January 8, 2020 4:46:06 pm
Saudi Aramco shares fell to a new low on Wednesday after Iran launched missiles against US targets in Iraq, but Gulf debt markets were fairly stable, as some had feared stronger retaliation from Iran.
Saudi Aramco opened at 34 riyals ($9.06), its lowest since it began trading on Dec. 11, putting the market value of the company at around $1.8 billion, down from a peak of $2.06 trillion on Dec 12.
Aramco’s shares fell in the final couple of weeks of 2019 because reality kicked in among investors, but the recent weakness was caused by geopolitical tensions, said Jason Tuvey, a senior emerging markets economist at Capital Economics.
Aramco shares are down almost 12 per cent from a high of 38.70 riyals on Dec. 12, but still above the IPO price of 32 riyals, which valued the company at $1.7 trillion.
Gulf stocks were also pulled down by the conflict between the United States and Iran, which attacked US targets in Iraq on Wednesday after a US drone strike last week killed the Iranian commander Qassem Soleiman.
But bonds issued by Gulf governments were fairly stable, and credit default swaps – used to insure against the risk of a sovereign debt default – were unchanged.
“The Iran retaliation seems to be a non-escalation, which is why the markets are not widening.

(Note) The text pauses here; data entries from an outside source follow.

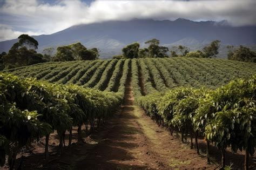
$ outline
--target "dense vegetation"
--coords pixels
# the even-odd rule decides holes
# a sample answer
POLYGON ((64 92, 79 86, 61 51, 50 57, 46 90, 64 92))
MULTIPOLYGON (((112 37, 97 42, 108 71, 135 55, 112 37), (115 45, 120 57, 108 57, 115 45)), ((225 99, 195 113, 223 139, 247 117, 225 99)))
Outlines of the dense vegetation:
POLYGON ((72 126, 93 130, 120 104, 131 76, 137 103, 157 123, 171 134, 180 132, 183 141, 188 134, 191 148, 194 138, 198 152, 197 138, 204 137, 208 147, 212 142, 222 151, 223 166, 227 147, 245 150, 248 166, 255 145, 255 77, 226 84, 255 74, 255 66, 175 57, 49 62, 5 70, 0 77, 1 164, 7 154, 13 165, 19 148, 35 139, 45 136, 47 144, 54 130, 61 148, 72 126))
POLYGON ((256 146, 256 77, 238 79, 215 90, 193 87, 174 88, 161 93, 138 97, 137 103, 156 122, 174 132, 190 134, 191 148, 195 138, 199 153, 198 137, 213 143, 221 151, 222 167, 225 167, 225 150, 245 151, 245 169, 248 169, 249 154, 256 146))
MULTIPOLYGON (((123 90, 123 89, 122 89, 123 90)), ((43 136, 45 139, 45 158, 48 160, 49 135, 57 131, 62 150, 65 132, 69 131, 72 142, 72 126, 90 125, 111 116, 121 103, 120 93, 101 92, 70 85, 53 84, 33 79, 22 79, 12 74, 0 74, 0 155, 1 165, 8 155, 13 168, 17 152, 28 142, 43 136)))
MULTIPOLYGON (((5 72, 51 83, 72 83, 116 92, 122 74, 126 73, 122 72, 123 63, 127 65, 127 60, 49 62, 5 72)), ((205 86, 213 89, 235 78, 248 77, 256 73, 255 64, 217 59, 133 59, 129 63, 136 96, 178 86, 205 86), (142 92, 144 87, 144 91, 142 92)))

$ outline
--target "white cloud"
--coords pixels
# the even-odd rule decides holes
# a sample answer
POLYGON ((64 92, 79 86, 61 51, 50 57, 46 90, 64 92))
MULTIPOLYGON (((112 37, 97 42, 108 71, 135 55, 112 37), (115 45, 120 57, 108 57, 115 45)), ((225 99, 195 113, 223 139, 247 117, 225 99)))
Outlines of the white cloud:
MULTIPOLYGON (((9 0, 0 8, 0 15, 8 16, 8 24, 15 30, 22 28, 25 32, 38 35, 52 33, 82 23, 134 18, 227 19, 234 26, 256 25, 255 5, 255 1, 97 1, 89 6, 79 0, 58 1, 51 4, 39 0, 9 0)), ((22 32, 1 27, 0 40, 13 38, 22 32)))
POLYGON ((5 40, 17 38, 22 34, 37 36, 43 34, 43 32, 15 31, 10 26, 0 24, 0 40, 5 40))

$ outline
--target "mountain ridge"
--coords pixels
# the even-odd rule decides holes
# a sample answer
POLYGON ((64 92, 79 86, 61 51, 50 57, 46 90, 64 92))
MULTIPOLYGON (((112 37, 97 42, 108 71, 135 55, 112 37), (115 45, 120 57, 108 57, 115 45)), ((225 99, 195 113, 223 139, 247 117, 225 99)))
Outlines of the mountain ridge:
MULTIPOLYGON (((232 26, 225 20, 196 22, 181 18, 173 21, 133 19, 77 25, 51 35, 33 37, 38 42, 38 52, 46 47, 80 42, 86 47, 98 48, 103 58, 109 58, 119 54, 122 48, 127 44, 138 42, 144 47, 144 42, 154 38, 159 39, 161 44, 179 42, 181 43, 179 45, 186 45, 185 43, 189 43, 190 39, 190 43, 197 42, 198 46, 201 46, 219 39, 223 45, 255 45, 256 26, 232 26)), ((0 52, 8 52, 17 41, 16 39, 0 42, 0 52)))

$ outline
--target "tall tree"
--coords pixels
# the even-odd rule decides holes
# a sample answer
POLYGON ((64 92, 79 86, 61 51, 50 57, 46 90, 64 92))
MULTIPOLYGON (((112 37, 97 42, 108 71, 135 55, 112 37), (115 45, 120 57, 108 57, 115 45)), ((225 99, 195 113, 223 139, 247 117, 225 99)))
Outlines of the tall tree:
POLYGON ((137 58, 139 57, 139 44, 134 43, 128 45, 122 49, 123 56, 126 58, 137 58))
POLYGON ((178 49, 180 52, 181 56, 185 56, 190 52, 189 49, 185 46, 179 45, 178 49))
POLYGON ((207 57, 216 57, 219 53, 219 48, 220 47, 220 41, 219 40, 214 40, 212 42, 209 46, 205 46, 203 49, 203 51, 205 53, 207 57))
POLYGON ((145 43, 149 44, 147 48, 149 51, 150 57, 168 57, 166 52, 169 50, 169 49, 167 47, 159 46, 160 41, 158 39, 153 38, 146 42, 145 43))
POLYGON ((9 51, 8 54, 2 57, 3 63, 5 69, 45 62, 43 55, 37 53, 38 43, 28 35, 22 35, 18 37, 16 43, 9 51))
POLYGON ((53 62, 65 62, 74 60, 73 51, 71 48, 68 46, 59 46, 57 48, 57 53, 52 57, 53 62))
POLYGON ((147 48, 143 48, 139 50, 139 57, 145 58, 149 56, 149 50, 147 48))
POLYGON ((97 53, 92 50, 79 51, 79 56, 82 60, 93 60, 97 59, 97 53))
POLYGON ((38 46, 38 42, 33 37, 27 34, 23 34, 18 37, 21 47, 25 46, 28 50, 36 50, 38 46))
POLYGON ((234 52, 229 53, 227 58, 233 60, 256 63, 256 52, 240 45, 234 52))

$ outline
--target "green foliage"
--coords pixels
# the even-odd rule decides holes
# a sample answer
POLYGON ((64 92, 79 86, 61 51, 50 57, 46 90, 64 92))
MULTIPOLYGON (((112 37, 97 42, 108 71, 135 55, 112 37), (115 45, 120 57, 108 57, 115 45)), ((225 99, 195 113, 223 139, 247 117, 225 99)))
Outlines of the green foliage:
POLYGON ((19 39, 19 45, 21 47, 25 47, 28 50, 37 49, 38 42, 33 38, 26 34, 20 35, 18 39, 19 39))
POLYGON ((203 51, 205 53, 206 57, 216 57, 219 53, 219 48, 220 47, 219 40, 214 40, 212 42, 209 46, 205 46, 203 49, 203 51))
POLYGON ((14 44, 7 55, 1 57, 5 69, 46 62, 43 55, 35 50, 38 45, 36 40, 28 35, 22 35, 18 38, 19 42, 14 44))
POLYGON ((59 46, 57 53, 52 58, 53 62, 65 62, 74 60, 72 49, 68 46, 59 46))
POLYGON ((195 57, 195 58, 206 58, 206 55, 200 50, 197 51, 191 51, 188 52, 186 56, 186 57, 195 57))
POLYGON ((249 48, 240 45, 239 48, 232 51, 233 47, 228 46, 230 51, 227 59, 245 62, 256 63, 256 52, 249 48))
POLYGON ((128 45, 122 49, 123 56, 125 58, 137 58, 139 57, 139 44, 134 43, 128 45))
POLYGON ((222 151, 230 147, 234 152, 245 150, 253 155, 255 87, 254 76, 237 79, 215 90, 178 87, 164 95, 139 97, 136 101, 159 124, 181 133, 190 132, 191 135, 198 132, 222 151))
MULTIPOLYGON (((78 86, 0 74, 0 162, 30 140, 111 116, 122 96, 78 86), (9 146, 14 145, 10 148, 9 146)), ((61 141, 61 140, 60 140, 61 141)), ((14 158, 15 159, 15 158, 14 158)))
POLYGON ((189 49, 185 46, 179 45, 178 49, 180 52, 181 56, 185 56, 190 52, 189 49))
POLYGON ((68 46, 58 47, 57 49, 57 53, 52 58, 52 60, 53 62, 92 60, 98 59, 99 56, 99 51, 97 48, 89 50, 78 42, 68 46))
POLYGON ((124 57, 124 56, 123 56, 122 55, 113 56, 112 58, 114 59, 124 59, 125 58, 124 57))
POLYGON ((171 57, 178 57, 178 55, 176 53, 176 52, 174 51, 171 51, 171 57))
POLYGON ((149 57, 151 58, 164 58, 168 57, 166 52, 169 50, 167 47, 159 46, 160 41, 153 38, 145 43, 149 44, 149 57))
POLYGON ((143 48, 139 50, 139 58, 146 58, 149 56, 149 49, 143 48))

I think once this is confirmed, we might see a small relief rally in the region,” said Zeina Rizk, director of fixed income asset management at Dubai’s Arqaam Capital.
Bonds issued by Saudi Arabia – Iran’s regional foe – were only marginally weaker, particularly on the long end of the curve. Five-year CDS conventional spreads were up only 1 basis point, according to IHS Markit.
Aramco said on Tuesday Goldman Sachs may stabilise its shares, but so far no price stabilisation transaction have occurred since the stock began trading. The stabilisation period ends on Thursday.
Aramco raised $25.6 billion in its IPO, making it the biggest flotation in the world, exceeding Alibaba Group’s $25 billion deal in 2014. But foreign investors were wary of investing in Aramco because of concerns over valuations.
“The tensions between the United States and Iran is one of the risks people saw with concentrated operations in the Middle East,” said Oswald Clint, senior analyst at Sanford C. Bernstein.
Aramco’s facilities were attacked in September in a strike that temporarily shut down 5.7 million barrels per day of output – more than 5 per cent of global oil supply.
Morningstar, which initiated its coverage of Aramco last month, said its fair value of Aramco was $1.4 trillion.